[v2] tmpfs: Add case-insesitive support for tmpfs

[PATCH v2 2/8] unicode: Create utf8_check_strict_name

Posted by André Almeida 1 year, 5 months ago

Create a helper function for filesystems do the checks required for
casefold directories and strict enconding.

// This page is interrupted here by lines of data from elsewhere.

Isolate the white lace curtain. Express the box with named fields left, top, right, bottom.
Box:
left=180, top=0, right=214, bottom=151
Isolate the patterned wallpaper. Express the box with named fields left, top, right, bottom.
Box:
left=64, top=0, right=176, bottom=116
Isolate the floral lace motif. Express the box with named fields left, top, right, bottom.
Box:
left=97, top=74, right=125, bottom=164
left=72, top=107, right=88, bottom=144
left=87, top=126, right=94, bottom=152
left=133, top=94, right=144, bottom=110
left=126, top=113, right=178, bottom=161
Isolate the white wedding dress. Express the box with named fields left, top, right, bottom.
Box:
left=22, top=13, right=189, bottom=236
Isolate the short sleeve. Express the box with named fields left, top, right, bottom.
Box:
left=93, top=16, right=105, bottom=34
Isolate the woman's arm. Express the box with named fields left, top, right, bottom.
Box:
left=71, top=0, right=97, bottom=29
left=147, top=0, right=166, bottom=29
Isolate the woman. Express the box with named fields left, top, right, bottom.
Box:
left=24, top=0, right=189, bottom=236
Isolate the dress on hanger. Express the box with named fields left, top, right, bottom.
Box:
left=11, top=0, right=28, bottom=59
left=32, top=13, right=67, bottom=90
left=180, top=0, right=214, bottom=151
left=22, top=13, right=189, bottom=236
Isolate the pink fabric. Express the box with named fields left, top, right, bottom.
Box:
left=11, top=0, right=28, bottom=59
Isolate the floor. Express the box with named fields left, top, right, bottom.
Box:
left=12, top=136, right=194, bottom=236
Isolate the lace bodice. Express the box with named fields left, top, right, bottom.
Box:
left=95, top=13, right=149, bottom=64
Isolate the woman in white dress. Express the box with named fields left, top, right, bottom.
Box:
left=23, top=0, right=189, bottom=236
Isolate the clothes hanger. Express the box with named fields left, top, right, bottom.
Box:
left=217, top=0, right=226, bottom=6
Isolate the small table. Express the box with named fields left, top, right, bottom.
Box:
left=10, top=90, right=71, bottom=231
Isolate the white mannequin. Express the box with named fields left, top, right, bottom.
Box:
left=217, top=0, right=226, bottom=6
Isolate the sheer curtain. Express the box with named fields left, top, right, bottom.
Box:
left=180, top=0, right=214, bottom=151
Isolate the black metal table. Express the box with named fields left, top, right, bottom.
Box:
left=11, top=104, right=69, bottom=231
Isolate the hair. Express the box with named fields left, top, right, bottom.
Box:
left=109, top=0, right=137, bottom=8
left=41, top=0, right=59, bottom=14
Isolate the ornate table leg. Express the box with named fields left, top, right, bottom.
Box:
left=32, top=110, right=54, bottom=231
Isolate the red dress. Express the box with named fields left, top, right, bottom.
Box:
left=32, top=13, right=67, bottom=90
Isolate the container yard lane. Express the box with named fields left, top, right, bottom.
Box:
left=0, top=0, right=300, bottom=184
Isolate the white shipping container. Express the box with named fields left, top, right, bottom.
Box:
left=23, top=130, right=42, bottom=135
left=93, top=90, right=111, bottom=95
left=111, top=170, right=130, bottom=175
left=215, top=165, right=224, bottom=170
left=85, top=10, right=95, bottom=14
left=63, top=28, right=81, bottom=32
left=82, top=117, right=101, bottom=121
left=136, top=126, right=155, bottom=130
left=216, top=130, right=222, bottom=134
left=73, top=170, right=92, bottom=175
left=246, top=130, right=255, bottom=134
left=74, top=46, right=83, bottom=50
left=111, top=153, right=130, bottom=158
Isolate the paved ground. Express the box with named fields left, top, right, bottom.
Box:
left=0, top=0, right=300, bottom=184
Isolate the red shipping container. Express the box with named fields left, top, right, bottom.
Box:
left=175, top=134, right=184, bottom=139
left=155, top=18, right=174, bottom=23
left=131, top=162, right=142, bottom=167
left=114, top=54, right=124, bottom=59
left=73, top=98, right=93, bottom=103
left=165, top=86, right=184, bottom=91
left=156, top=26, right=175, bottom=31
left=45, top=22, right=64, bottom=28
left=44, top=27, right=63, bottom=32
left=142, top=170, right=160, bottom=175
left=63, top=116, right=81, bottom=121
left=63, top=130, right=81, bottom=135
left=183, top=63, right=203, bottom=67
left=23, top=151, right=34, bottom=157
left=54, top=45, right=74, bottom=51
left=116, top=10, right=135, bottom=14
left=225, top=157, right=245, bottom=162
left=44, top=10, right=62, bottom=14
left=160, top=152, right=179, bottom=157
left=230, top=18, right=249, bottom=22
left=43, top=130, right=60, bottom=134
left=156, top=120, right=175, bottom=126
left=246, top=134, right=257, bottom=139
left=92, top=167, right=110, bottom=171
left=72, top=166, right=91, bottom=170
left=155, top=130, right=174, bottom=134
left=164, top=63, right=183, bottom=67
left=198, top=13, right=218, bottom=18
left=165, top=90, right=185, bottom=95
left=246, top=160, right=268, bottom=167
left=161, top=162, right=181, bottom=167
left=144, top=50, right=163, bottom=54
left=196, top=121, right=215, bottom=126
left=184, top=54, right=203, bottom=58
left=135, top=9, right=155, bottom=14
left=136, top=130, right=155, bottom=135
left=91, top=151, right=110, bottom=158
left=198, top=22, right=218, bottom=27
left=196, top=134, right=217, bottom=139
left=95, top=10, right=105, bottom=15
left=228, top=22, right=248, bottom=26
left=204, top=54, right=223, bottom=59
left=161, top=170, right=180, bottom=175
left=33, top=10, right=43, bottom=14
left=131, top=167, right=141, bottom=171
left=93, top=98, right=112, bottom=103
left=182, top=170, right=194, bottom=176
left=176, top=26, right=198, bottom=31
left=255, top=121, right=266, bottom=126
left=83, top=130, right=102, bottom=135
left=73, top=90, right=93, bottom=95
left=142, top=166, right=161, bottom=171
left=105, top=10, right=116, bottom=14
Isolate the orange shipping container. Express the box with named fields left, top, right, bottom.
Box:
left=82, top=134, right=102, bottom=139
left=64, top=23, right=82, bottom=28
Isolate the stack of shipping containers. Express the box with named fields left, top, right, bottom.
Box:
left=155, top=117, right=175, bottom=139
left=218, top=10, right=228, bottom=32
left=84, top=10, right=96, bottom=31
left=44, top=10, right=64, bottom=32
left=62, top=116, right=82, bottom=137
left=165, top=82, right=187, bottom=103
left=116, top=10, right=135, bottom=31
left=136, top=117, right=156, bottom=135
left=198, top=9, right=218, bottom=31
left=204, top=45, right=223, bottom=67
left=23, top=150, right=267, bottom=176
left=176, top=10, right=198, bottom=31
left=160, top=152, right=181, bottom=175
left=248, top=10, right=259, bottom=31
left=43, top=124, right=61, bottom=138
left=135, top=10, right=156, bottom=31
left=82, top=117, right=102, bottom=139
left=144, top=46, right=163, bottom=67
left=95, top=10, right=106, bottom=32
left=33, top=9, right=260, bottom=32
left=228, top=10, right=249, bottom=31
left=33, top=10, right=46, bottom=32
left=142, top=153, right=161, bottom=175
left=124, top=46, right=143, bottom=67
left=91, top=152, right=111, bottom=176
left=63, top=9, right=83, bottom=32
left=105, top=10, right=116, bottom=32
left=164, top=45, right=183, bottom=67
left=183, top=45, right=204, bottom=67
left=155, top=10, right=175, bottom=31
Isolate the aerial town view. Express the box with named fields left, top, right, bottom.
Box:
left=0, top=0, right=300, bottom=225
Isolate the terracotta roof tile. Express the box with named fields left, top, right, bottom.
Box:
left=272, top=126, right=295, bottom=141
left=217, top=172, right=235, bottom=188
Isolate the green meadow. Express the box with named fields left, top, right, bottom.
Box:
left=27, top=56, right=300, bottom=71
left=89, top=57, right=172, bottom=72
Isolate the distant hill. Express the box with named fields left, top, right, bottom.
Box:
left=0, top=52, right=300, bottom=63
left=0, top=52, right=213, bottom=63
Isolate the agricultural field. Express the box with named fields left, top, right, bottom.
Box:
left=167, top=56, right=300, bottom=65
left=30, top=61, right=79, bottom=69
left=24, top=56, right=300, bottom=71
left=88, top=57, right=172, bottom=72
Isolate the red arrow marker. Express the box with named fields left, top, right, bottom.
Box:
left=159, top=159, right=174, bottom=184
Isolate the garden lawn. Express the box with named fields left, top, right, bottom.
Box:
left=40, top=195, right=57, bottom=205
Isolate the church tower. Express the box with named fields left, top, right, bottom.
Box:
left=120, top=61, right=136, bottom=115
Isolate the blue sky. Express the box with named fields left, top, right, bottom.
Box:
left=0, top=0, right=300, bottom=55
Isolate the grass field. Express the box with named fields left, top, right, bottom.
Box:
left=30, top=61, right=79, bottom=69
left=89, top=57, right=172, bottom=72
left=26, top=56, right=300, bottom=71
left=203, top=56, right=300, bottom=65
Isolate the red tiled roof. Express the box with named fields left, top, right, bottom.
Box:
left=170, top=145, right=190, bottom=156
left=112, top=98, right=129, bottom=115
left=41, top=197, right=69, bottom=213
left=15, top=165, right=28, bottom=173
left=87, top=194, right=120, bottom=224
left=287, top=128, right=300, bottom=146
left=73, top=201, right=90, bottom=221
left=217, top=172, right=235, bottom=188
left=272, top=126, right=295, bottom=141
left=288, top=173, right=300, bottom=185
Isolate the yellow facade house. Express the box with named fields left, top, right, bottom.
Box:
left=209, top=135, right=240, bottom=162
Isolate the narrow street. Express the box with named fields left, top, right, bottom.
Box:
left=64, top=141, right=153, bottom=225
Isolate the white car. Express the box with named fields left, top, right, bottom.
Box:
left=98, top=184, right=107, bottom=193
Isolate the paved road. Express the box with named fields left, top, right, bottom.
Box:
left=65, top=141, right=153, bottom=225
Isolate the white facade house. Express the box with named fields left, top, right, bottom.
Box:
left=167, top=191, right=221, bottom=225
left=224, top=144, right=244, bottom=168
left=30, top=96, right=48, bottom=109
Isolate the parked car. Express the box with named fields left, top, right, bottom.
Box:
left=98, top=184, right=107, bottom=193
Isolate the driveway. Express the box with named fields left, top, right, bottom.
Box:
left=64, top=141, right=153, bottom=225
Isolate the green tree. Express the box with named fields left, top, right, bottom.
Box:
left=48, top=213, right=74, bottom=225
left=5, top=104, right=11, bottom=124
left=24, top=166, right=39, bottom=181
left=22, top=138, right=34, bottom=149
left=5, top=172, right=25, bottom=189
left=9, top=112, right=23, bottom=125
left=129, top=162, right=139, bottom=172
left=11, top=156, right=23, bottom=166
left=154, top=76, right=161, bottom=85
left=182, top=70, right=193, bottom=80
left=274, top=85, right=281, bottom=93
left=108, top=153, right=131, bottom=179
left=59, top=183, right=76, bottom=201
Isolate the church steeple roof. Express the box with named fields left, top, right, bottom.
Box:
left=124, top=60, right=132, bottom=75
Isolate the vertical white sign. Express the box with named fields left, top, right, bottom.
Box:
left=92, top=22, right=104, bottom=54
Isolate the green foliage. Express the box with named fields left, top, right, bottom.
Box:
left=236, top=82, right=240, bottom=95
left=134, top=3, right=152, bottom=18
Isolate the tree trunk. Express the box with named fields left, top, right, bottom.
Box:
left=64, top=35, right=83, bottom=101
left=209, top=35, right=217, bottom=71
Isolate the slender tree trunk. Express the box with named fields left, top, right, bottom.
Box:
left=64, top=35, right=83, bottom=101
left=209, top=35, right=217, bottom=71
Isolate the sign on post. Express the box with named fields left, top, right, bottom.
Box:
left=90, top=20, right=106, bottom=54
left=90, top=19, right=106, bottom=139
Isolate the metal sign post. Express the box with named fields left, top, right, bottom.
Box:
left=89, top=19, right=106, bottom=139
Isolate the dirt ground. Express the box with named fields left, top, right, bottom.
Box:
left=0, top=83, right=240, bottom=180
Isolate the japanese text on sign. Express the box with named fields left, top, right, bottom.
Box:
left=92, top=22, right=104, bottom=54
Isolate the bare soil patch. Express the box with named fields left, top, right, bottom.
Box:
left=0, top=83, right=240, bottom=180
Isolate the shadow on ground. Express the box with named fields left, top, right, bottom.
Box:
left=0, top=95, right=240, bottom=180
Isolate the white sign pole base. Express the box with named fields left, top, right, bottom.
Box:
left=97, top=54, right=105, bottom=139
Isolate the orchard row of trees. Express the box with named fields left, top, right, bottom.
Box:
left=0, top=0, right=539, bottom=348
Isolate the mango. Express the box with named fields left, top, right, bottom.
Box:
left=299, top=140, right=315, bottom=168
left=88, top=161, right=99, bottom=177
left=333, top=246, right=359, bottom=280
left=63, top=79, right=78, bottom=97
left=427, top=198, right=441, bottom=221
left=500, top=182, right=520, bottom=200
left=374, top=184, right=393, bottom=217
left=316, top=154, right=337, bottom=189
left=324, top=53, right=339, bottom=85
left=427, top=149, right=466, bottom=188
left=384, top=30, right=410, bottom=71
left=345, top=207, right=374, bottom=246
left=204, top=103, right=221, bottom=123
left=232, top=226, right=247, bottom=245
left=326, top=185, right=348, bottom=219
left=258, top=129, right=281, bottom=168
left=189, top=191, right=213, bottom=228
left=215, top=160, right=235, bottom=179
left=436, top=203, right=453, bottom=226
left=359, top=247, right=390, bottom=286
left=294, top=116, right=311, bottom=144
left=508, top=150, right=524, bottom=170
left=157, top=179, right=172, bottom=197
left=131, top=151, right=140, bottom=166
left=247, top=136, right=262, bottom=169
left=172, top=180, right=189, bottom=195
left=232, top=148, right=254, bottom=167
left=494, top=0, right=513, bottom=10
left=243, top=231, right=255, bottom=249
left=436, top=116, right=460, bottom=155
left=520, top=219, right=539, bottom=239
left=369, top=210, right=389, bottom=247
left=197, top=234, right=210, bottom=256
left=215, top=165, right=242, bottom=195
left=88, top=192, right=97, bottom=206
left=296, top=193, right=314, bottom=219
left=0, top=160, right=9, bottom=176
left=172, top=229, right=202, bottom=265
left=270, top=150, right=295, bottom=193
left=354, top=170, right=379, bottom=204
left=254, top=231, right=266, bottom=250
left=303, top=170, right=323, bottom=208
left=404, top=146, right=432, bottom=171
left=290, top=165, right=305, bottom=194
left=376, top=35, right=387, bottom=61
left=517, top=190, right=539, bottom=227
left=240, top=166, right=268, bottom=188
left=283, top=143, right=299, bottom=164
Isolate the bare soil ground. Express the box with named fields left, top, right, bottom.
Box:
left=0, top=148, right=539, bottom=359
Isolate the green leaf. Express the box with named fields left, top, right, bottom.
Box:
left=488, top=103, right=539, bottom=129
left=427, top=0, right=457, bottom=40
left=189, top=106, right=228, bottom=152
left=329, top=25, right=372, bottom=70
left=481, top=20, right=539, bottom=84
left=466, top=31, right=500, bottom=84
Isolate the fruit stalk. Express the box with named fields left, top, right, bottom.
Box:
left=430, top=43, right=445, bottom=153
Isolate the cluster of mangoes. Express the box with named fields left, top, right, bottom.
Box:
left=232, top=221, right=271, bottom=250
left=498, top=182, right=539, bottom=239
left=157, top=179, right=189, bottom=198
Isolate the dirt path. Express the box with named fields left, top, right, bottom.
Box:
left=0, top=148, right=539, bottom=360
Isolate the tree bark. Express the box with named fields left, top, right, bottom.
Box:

Suggested-by: Gabriel Krisman Bertazi <gabriel@krisman.be>
Signed-off-by: André Almeida <andrealmeid@igalia.com>
---
 fs/unicode/utf8-core.c  | 26 ++++++++++++++++++++++++++
 include/linux/unicode.h |  2 ++
 2 files changed, 28 insertions(+)

diff --git a/fs/unicode/utf8-core.c b/fs/unicode/utf8-core.c
index 0400824ef493..4966e175ed71 100644
--- a/fs/unicode/utf8-core.c
+++ b/fs/unicode/utf8-core.c
@@ -214,3 +214,29 @@ void utf8_unload(struct unicode_map *um)
 }
 EXPORT_SYMBOL(utf8_unload);
 
+/**
+ * utf8_check_strict_name - Check if a given name is suitable for a directory
+ *
+ * This functions checks if the proposed filename is suitable for the parent
+ * directory. That means that only valid UTF-8 filenames will be accepted for
+ * casefold directories from filesystems created with the strict enconding flags.
+ * That also means that any name will be accepted for directories that doesn't
+ * have casefold enabled, or aren't being strict with the enconding.
+ *
+ * @inode: inode of the directory where the new file will be created
+ * @d_name: name of the new file
+ *
+ * Returns:
+ *  * True if the filename is suitable for this directory. It can be true if a
+ *  given name is not suitable for a strict enconding directory, but the
+ *  directory being used isn't strict
+ *  * False if the filename isn't suitable for this directory. This only happens
+ *  when a directory is casefolded and is strict about its encoding.
+ */
+bool utf8_check_strict_name(struct inode *dir, struct qstr *d_name)
+{
+	return !(IS_CASEFOLDED(dir) && dir->i_sb->s_encoding &&
+	       sb_has_strict_encoding(dir->i_sb) &&
+	       utf8_validate(dir->i_sb->s_encoding, d_name));
+}
+EXPORT_SYMBOL(utf8_check_strict_name);
diff --git a/include/linux/unicode.h b/include/linux/unicode.h
index 4d39e6e11a95..fb56fb5e686c 100644
--- a/include/linux/unicode.h
+++ b/include/linux/unicode.h
@@ -76,4 +76,6 @@ int utf8_casefold_hash(const struct unicode_map *um, const void *salt,
 struct unicode_map *utf8_load(unsigned int version);
 void utf8_unload(struct unicode_map *um);
 
+bool utf8_check_strict_name(struct inode *dir, struct qstr *d_name);
+
 #endif /* _LINUX_UNICODE_H */
-- 
2.46.0

Re: [PATCH v2 2/8] unicode: Create utf8_check_strict_name

Posted by Gabriel Krisman Bertazi 1 year, 5 months ago

André Almeida <andrealmeid@igalia.com> writes:

> Create a helper function for filesystems do the checks required for
> casefold directories and strict enconding.
>
> Suggested-by: Gabriel Krisman Bertazi <gabriel@krisman.be>
> Signed-off-by: André Almeida <andrealmeid@igalia.com>
> ---
>  fs/unicode/utf8-core.c  | 26 ++++++++++++++++++++++++++
>  include/linux/unicode.h |  2 ++
>  2 files changed, 28 insertions(+)
>
> diff --git a/fs/unicode/utf8-core.c b/fs/unicode/utf8-core.c
> index 0400824ef493..4966e175ed71 100644
> --- a/fs/unicode/utf8-core.c
> +++ b/fs/unicode/utf8-core.c

I don't think this belongs in fs/unicode. it is filesystem semantics whether
they don't allow invalid utf8 names and, while fs/unicode provides
utf8_validate to verify if a string is valid, it has no business looking
into superblock and inode flags.

It would be better placed as a libfs helper.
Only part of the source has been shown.